One of the side effects that took the longest to manifest (which logically means it will take the longest to receed) are some really strange sleep talking and sleep thrashing patterns. I seem to talk a lot in my sleep, narrating my dreams. Which are alternately incoherent, and or full of livid, violent, and erotic details that are supposed to stay in my unconscious, or pre-conscious, or whatever. I apparently try to talk to O about these things, and she asks me questions, and I respond. I remember none of this. None. I am completely on autopilot/unconscious. Combine that with tossing and turning and kicking and thrashing. All told, between the talking, the things I seem to say (which are ambiguous as to whom I am talking to, and quite dark as the unconscious is wont to be), and the thrashing, I have kept O from a good night sleep. And given her bad dreams as a result. No fun.
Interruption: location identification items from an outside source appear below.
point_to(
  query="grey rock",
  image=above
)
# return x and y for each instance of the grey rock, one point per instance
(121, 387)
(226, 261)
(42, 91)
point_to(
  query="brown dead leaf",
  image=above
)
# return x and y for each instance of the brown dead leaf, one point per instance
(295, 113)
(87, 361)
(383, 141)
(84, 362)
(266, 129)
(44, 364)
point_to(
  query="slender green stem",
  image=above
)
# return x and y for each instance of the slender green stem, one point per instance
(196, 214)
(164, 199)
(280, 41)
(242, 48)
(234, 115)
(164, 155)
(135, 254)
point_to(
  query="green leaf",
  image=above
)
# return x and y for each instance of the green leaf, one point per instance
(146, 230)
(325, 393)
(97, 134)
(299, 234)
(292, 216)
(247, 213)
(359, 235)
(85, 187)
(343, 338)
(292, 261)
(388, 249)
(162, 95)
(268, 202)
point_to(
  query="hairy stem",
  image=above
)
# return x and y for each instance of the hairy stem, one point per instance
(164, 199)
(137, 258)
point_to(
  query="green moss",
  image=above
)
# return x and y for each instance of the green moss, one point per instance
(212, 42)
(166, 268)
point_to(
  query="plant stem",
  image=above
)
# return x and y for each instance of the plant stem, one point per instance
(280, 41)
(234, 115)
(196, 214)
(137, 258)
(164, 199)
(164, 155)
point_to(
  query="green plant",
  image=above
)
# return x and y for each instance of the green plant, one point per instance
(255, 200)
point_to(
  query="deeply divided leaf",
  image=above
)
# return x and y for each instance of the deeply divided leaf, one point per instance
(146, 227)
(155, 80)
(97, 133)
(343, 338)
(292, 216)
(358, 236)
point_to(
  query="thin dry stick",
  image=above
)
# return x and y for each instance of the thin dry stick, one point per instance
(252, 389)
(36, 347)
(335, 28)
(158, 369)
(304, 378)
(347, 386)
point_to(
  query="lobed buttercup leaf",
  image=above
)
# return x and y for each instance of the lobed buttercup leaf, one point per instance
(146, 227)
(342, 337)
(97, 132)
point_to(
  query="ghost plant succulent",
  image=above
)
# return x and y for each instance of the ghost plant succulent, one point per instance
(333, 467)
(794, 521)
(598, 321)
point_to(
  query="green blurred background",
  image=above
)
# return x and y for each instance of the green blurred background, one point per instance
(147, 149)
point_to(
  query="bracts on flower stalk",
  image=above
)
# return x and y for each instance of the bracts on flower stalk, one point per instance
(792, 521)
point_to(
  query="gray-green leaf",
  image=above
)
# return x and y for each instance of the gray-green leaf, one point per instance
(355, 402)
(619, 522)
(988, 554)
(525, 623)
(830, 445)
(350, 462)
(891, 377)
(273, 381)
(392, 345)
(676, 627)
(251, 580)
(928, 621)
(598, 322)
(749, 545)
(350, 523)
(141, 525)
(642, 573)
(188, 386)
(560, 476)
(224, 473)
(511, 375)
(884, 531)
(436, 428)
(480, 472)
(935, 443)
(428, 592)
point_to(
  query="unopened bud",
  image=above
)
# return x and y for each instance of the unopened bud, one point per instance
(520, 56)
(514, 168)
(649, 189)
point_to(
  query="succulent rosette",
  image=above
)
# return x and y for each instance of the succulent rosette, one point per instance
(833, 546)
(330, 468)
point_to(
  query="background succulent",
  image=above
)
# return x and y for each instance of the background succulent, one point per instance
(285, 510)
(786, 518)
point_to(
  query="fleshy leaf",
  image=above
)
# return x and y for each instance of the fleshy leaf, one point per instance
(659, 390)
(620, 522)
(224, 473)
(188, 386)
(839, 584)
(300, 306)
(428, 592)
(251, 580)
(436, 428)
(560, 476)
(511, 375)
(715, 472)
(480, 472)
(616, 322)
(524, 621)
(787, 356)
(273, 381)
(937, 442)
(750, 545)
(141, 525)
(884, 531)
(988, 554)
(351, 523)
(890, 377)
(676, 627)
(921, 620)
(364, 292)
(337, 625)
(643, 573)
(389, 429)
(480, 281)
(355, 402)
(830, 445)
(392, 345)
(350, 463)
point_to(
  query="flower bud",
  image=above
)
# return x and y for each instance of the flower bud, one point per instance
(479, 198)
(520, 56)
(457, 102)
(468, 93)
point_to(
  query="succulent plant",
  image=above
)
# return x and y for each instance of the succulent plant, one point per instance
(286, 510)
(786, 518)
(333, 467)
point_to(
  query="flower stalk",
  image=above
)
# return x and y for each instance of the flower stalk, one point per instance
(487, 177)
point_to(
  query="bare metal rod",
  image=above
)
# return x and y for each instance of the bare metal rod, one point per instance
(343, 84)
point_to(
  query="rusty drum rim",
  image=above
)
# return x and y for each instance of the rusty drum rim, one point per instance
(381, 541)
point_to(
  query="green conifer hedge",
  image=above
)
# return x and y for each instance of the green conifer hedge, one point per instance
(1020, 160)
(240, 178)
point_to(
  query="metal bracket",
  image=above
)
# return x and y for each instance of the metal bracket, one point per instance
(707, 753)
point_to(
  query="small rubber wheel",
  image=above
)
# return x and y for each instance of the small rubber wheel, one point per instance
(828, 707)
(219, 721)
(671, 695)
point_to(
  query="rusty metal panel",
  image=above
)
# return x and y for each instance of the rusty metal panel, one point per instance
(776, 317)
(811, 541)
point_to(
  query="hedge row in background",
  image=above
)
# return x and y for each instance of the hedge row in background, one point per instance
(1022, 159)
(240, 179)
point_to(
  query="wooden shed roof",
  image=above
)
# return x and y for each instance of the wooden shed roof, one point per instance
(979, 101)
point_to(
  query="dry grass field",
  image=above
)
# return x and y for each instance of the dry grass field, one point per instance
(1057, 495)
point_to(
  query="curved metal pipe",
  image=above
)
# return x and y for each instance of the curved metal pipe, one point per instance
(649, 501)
My Psychiatrist has recommended a sleep study, which is nice, but I’m having trouble finding anywhere that takes my insurance. It seems to be a money maker of a procedure here in NYC. He also dropped a few of my medications a few mg. But the bottom line conclusion is that it is the IFN is still in my system and is working its way out. No Fun.

I went for my quarterly set of Drs appts, and I checked out fine. I get a set of scans as soon as I can make the appointment. My Oncologist said that 2 years is the most important number. At two years I get to scale back my visits and scans to twice a year, and my prognosis numbers get better. Most recurrance takes place around 18 months. He dated my start date as Feb 23rd, the date of diagnosis, so I’m at 19 months. Five more months and this becomes something I can start forgetting about (even though I already have.)
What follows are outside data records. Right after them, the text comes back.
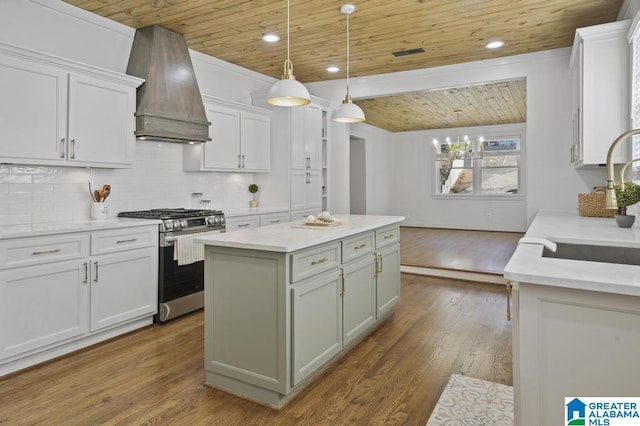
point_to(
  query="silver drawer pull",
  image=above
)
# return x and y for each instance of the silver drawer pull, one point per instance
(35, 253)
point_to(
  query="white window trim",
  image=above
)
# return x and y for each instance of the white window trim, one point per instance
(519, 133)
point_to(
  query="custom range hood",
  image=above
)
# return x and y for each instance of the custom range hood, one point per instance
(169, 104)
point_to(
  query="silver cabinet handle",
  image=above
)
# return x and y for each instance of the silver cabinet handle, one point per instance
(35, 253)
(85, 265)
(509, 289)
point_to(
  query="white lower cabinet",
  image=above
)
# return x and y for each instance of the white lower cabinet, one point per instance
(41, 306)
(60, 293)
(120, 287)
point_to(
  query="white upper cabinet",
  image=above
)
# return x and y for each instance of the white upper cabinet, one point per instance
(240, 139)
(57, 112)
(306, 137)
(600, 89)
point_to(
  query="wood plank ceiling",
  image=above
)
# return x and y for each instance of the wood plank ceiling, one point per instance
(449, 31)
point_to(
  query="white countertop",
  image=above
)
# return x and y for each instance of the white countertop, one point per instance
(52, 228)
(527, 264)
(292, 236)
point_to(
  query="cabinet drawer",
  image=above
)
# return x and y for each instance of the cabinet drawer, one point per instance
(313, 261)
(242, 222)
(388, 235)
(273, 218)
(112, 241)
(32, 251)
(358, 246)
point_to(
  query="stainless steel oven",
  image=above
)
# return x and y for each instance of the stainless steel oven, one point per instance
(180, 285)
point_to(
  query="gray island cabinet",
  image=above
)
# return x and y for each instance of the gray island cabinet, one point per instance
(283, 301)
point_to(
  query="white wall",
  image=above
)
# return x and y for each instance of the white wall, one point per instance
(42, 194)
(552, 182)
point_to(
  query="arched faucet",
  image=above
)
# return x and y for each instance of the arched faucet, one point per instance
(610, 201)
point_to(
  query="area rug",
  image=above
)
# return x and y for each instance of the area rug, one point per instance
(473, 402)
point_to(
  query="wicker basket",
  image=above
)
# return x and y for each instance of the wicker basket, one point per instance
(592, 204)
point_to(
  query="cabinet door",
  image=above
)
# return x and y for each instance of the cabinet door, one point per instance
(33, 111)
(101, 122)
(124, 286)
(388, 279)
(306, 189)
(313, 135)
(316, 323)
(255, 145)
(222, 152)
(358, 298)
(306, 137)
(42, 305)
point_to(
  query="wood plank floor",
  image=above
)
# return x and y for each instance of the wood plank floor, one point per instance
(462, 250)
(155, 375)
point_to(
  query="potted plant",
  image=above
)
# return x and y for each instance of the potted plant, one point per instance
(627, 194)
(253, 188)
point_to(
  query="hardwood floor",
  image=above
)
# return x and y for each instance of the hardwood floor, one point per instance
(155, 375)
(462, 250)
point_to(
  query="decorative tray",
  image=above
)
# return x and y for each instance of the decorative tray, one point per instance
(318, 223)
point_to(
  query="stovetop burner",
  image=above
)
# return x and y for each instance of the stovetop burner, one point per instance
(178, 213)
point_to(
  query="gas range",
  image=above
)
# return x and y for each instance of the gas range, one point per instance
(192, 220)
(180, 284)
I go back to teaching in 4 weeks. I think I can handle it. I have a reduced load, though the commute is going to be hard. seven weeks is all I have to do. I can do it.

No News Is Good News

JS writes


No news (on melanarrative) is good news?


yep, no news is good news.

the only thing to report is that I did some really rough calculations, and figured out i probably took 3200 Tylenol last year, 4800 advil, and 3200 various other pills, supplements, etc. 164 injections of Inteferon. And two quarts of fish oil.

O marvels at my ability to swallow pills with no water. I guess after over 11,000 pills, you get used ot it.